Phoebe menggigit bibir bawahnya untuk menahan tawanya saat mendengar perempuan di seberang sana mulai mengomel, mencaci, bahkan mengumpati Franz. “Hei! Berhenti mengumpati suamiku, dasar wanita murahan! Beraninya kau mencoba mengganggu pernikahan kami?! Sialan, kau mengganggu foreplay kami saja!” Tiba-tiba Phoebe merasa merinding sekujur tubuh. Dia menoleh dan melihat Franz memberikan seringaian mematikan sekaligus tatapan menggoda. Phoebe menelan ludah susah payah saat menyadari dia sudah menggali kuburnya sendiri.

“F-Franz, Akh!” pekik Phoebe ketika pergelangan tangannya ditahan oleh Franz sebelum dia berhasil melarikan diri. Padahal tadi dia sudah sempat berdiri, tapi tetap saja ia kalah gesit dari pria yang memiliki refleks mengagumkan ini. Untung saja dia tidak kembali terjatuh ke pelukan Franz atau pria mesum satu ini akan semakin kegirangan.

“Peraturan nomor satu. Jangan teralihkan saat kita sedang foreplay, istri nakalku?!” Tentu saja Franz ikut berakting dan tidak akan membuang kesempatan emas yang datang dari surga ini.

“Aku, um. Maaf, aku gak bermaksud ....” Phoebe segera mengusap layar ponsel Franz dengan sebelah tangannya dan berharap panggilan tadi masih tersambung, tapi ternyata semuanya sudah terlambat.

“Lihatlah apa yang sudah kamu lakukan. Sekarang nasi sudah menjadi bubur, Phoebe Amaya Breslinku. Ah, sepertinya mulai sekarang aku harus memanggilmu dengan nama Phoebe Amaya Hanssen? Kedengaran sempurna dan pas di lidahku.” Dia kembali menyeringai dengan tatapan nakalnya, lalu memangkas jarak di antara mereka.

“Tunggu, bukan gitu maksudku. Aku tadi cuma lagi jahil aja seperti yang sering kamu lakuin ke aku, ini cuma iseng doang.” 

“Aku gak peduli. You already said as clear as a day kalau kamu adalah Nyonya Franz Hanssen, dan kita sekarang lagi melakukan sesuatu yang amat sangat kamu INGINkan sampai hampir melakukan tindakan nekat, ‘kan? Kalau gitu ayo kita wujudkan aja, gak pakai lama.”

“GAK MAU! FRAAAAANZ, KAMU TAHU AKU CUMA BERCANDA DOANG!”

“Meneriakkan namaku cuma sekali gak akan pernah cukup, Nyonya Hanssen. Pasti keluarga kita seneng banget kalau tahu beberapa bulan lagi mereka bakalan dapet hadiah istimewa dari kita.” Dengan jemari panjangnya, Franz membelai rambut Phoebe dan menyelipkan anak rambut yang mencuat ke balik telinga Phoebe.
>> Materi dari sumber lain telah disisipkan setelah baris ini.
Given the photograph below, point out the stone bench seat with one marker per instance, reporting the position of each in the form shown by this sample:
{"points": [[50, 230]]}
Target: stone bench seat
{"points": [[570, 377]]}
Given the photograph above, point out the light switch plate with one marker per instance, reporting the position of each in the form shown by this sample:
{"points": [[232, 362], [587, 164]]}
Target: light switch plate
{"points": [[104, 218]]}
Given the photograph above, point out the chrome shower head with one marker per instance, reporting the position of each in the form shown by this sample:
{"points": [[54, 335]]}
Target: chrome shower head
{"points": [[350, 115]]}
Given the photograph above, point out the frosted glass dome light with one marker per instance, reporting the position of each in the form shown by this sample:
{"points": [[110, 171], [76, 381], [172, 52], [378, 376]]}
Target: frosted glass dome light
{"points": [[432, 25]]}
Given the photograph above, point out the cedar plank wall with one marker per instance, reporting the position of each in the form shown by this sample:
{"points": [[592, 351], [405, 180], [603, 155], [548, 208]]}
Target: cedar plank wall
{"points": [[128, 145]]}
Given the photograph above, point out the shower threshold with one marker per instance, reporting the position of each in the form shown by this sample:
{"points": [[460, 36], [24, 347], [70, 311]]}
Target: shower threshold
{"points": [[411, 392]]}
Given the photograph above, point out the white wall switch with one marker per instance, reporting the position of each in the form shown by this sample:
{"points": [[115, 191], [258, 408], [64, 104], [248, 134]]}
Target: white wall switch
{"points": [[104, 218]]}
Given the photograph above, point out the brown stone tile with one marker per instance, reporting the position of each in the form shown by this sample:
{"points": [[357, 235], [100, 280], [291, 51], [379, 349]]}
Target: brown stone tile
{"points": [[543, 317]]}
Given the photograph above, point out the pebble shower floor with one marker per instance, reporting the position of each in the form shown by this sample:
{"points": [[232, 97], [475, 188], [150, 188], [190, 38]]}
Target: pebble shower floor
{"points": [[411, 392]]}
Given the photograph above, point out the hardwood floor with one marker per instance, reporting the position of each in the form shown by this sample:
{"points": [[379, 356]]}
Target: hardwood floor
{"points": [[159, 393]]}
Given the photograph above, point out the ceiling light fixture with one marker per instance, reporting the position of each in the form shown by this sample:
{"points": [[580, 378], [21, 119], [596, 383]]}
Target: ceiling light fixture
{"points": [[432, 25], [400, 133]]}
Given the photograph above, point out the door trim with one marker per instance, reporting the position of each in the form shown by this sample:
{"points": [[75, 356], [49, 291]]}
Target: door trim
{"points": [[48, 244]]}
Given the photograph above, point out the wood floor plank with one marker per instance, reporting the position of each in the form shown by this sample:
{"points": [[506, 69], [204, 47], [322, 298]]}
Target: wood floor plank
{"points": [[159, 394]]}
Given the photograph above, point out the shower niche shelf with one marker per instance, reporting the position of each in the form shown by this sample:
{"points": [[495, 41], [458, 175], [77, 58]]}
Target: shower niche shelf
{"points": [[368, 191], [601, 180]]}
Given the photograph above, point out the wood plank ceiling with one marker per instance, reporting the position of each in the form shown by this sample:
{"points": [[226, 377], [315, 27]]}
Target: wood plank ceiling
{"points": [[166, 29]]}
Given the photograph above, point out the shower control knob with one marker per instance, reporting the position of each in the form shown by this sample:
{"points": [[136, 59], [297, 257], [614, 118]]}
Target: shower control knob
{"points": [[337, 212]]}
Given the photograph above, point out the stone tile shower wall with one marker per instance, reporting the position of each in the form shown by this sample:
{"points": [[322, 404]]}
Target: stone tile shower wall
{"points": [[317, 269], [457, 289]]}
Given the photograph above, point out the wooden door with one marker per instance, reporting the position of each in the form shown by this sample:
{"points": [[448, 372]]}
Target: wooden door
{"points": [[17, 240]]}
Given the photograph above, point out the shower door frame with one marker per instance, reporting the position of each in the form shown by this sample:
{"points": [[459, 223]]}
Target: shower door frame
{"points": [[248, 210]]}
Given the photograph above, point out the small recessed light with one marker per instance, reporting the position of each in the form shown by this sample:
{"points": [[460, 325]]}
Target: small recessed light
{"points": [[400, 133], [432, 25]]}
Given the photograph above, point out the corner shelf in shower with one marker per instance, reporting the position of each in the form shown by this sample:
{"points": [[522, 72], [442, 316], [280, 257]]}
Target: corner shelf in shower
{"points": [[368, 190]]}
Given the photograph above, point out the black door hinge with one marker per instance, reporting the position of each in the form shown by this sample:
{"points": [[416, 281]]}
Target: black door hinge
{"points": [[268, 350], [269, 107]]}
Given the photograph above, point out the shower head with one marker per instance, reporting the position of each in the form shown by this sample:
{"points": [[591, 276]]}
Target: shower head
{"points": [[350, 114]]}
Ia sengaja mengelus pipi Phoebe, lalu turun untuk menggoda bagian lehernya. Phoebe menjadi pucat pasi, ia khawatir jika Franz kali ini benar-benar serius mengajaknya membuat bayi.

✧✧✧

Note:

Oh my: Ya ampun/astaga.

Bellhop: Seseorang yang bertugas menangani barang-barang bawaan tamu dan memberikan pelayanan khusus, juga tugas lainnya yang berhubungan dengan kebutuhan tamu atau pekerjaan yang berkaitan dengan area depan sebuah penginapan. Dikenal juga dengan sebutan bellboy.
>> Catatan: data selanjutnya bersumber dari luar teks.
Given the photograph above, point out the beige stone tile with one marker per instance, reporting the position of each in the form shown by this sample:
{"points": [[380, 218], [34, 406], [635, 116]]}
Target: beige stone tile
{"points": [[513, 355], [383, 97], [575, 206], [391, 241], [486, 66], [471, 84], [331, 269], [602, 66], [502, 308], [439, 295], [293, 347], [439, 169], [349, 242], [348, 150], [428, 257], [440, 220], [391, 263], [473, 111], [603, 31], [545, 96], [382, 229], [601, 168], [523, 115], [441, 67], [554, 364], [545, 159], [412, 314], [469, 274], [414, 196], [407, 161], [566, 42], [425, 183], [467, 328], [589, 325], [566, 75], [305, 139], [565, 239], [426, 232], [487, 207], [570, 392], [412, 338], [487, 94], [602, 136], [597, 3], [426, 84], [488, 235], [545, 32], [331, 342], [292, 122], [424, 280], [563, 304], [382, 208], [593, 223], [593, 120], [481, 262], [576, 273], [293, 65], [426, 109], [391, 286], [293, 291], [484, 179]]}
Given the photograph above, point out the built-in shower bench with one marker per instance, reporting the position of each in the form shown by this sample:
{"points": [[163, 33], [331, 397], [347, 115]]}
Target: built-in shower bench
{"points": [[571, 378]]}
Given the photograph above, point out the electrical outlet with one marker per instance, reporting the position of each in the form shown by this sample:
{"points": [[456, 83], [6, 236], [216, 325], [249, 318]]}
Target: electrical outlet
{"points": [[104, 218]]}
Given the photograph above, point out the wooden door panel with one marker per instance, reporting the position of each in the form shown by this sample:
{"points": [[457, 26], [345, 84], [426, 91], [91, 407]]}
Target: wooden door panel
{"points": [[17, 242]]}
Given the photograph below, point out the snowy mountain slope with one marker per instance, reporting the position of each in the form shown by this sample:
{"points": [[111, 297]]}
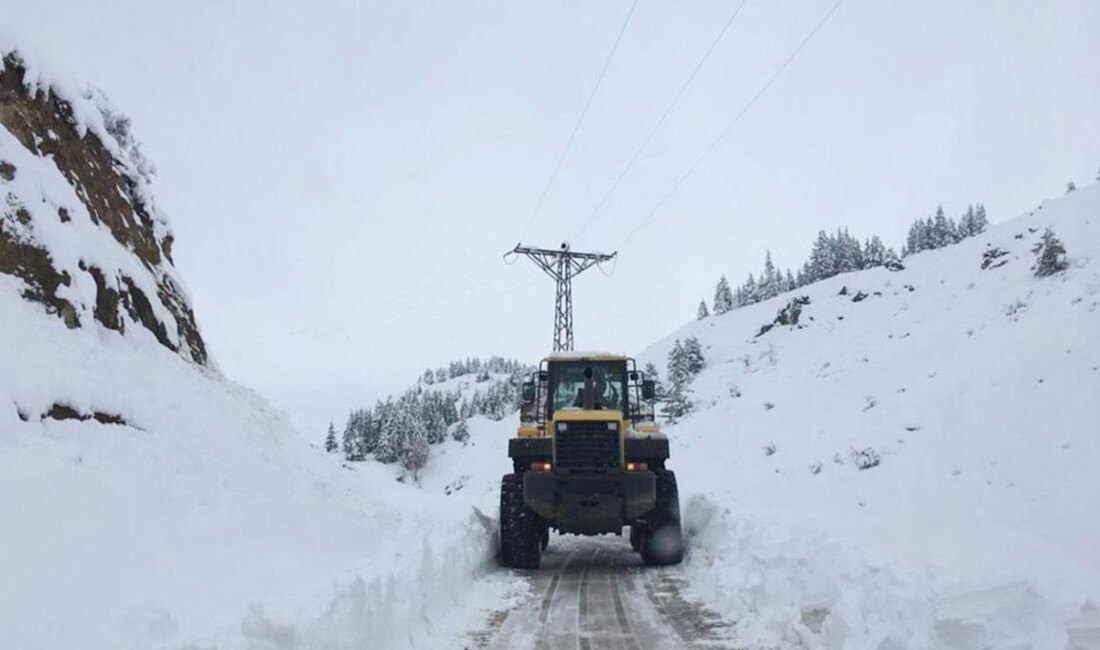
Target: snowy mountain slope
{"points": [[967, 395], [78, 224], [147, 500]]}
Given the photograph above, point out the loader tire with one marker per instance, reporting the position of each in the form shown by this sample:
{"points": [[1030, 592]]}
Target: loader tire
{"points": [[520, 528], [660, 540]]}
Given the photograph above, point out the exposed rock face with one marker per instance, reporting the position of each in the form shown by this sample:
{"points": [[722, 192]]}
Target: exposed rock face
{"points": [[78, 227]]}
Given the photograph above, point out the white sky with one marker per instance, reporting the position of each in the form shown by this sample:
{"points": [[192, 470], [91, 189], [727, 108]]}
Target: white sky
{"points": [[343, 176]]}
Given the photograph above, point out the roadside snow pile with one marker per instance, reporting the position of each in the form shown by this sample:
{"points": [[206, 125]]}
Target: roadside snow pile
{"points": [[147, 500], [935, 437], [202, 517]]}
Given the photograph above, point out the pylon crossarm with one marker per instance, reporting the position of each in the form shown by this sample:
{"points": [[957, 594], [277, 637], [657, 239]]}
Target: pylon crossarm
{"points": [[562, 265]]}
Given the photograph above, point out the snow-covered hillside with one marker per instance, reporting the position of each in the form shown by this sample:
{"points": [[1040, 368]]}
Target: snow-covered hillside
{"points": [[147, 500], [913, 464]]}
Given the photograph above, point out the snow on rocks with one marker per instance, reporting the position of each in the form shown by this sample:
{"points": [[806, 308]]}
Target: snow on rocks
{"points": [[972, 423]]}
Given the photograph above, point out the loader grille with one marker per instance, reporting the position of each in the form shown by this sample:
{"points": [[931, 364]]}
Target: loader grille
{"points": [[587, 445]]}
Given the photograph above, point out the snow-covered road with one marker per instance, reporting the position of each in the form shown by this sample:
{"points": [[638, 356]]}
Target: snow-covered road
{"points": [[594, 594]]}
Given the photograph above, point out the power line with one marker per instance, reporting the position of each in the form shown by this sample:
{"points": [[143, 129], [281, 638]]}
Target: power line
{"points": [[562, 265], [576, 127], [729, 127], [657, 127]]}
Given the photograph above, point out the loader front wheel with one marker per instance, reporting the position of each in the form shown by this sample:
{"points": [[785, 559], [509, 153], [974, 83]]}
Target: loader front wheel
{"points": [[520, 529], [660, 540]]}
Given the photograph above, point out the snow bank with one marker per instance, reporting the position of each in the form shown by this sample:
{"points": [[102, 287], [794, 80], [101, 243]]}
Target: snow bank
{"points": [[924, 456], [205, 519]]}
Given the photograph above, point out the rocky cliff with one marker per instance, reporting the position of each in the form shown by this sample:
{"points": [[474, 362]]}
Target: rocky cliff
{"points": [[79, 230]]}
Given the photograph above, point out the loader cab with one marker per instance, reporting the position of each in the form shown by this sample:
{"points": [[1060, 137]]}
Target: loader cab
{"points": [[589, 383]]}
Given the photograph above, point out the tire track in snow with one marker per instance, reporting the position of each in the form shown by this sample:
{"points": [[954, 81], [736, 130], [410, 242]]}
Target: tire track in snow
{"points": [[593, 594]]}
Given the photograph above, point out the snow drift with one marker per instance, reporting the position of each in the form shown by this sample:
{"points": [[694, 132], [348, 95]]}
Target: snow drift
{"points": [[147, 500]]}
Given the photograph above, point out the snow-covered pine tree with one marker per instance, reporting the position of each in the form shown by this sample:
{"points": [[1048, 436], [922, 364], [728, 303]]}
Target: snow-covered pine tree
{"points": [[693, 356], [723, 297], [413, 451], [980, 222], [389, 433], [849, 256], [770, 279], [461, 432], [350, 443], [823, 256], [1051, 255], [751, 290], [651, 373], [678, 401], [967, 222], [330, 440], [875, 253], [944, 232]]}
Ekspresi mikro: Ekspresi wajah yang sangat singkat​, hanya berlangsung sepersekian detik dan tidak bisa disembunyikan.

That’s final, case closed adalah ungkapan yang menyatakan tidak ada lagi yang perlu dibahas.

Oh, crap: oh, sial.

Tooootally right adalah ungkapan setuju dan pembenaran.
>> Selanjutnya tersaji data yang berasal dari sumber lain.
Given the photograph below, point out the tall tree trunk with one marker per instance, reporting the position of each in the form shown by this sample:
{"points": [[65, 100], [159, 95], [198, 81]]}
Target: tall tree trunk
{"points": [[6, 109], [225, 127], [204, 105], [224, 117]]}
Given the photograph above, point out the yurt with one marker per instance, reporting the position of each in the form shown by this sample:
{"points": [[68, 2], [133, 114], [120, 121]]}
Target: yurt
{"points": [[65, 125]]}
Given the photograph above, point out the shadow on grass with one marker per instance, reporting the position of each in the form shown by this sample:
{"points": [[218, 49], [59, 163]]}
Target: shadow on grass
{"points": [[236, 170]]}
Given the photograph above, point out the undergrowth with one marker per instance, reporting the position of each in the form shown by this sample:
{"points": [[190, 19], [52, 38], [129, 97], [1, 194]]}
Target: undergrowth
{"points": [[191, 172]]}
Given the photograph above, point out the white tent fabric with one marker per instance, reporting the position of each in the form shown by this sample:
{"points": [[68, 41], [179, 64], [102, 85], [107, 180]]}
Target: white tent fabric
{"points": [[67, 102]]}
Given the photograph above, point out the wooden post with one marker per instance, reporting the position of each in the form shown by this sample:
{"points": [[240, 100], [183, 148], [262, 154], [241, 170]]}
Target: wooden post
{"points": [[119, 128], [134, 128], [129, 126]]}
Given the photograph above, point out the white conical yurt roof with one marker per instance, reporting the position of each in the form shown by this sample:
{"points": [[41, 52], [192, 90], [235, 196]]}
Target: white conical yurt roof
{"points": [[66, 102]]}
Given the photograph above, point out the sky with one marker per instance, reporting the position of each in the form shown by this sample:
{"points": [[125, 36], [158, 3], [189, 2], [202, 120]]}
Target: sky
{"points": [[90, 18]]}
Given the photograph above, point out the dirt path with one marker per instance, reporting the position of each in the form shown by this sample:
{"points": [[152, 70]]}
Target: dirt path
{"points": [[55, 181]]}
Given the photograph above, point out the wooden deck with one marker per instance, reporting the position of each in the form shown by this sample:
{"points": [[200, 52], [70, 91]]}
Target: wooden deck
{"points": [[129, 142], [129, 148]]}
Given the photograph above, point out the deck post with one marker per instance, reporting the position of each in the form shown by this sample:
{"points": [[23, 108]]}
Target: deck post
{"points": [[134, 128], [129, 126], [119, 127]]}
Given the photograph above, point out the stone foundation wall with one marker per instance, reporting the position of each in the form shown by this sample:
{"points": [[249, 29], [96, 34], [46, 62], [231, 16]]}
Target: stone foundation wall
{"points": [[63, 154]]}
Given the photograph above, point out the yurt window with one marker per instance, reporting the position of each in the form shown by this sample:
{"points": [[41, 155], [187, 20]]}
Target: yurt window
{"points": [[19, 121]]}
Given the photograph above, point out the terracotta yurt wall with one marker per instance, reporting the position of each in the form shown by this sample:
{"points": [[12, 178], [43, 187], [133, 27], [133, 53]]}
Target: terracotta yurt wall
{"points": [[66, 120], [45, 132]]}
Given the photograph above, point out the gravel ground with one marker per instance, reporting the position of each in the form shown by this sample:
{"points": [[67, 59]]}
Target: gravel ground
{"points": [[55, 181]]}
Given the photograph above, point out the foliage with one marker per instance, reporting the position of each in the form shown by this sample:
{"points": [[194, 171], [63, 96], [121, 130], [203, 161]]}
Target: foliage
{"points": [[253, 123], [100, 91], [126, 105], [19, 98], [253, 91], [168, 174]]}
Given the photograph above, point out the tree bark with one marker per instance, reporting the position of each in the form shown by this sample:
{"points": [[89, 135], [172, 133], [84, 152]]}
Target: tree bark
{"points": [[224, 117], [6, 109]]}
il-feel: hilang rasa, respon yang menggambarkan kemuakan pada tingkah laku seseorang.

So, I can cut, slice, chop him out adalah ungkapan yang menggambarkan jika seseorang akan memutuskan hubungan dan tidak ingin berurusan lagi dengan orang lain yang dimaksud.

You already said as clear as a day: kamu sudah mengatakannya dengan sangat jelas.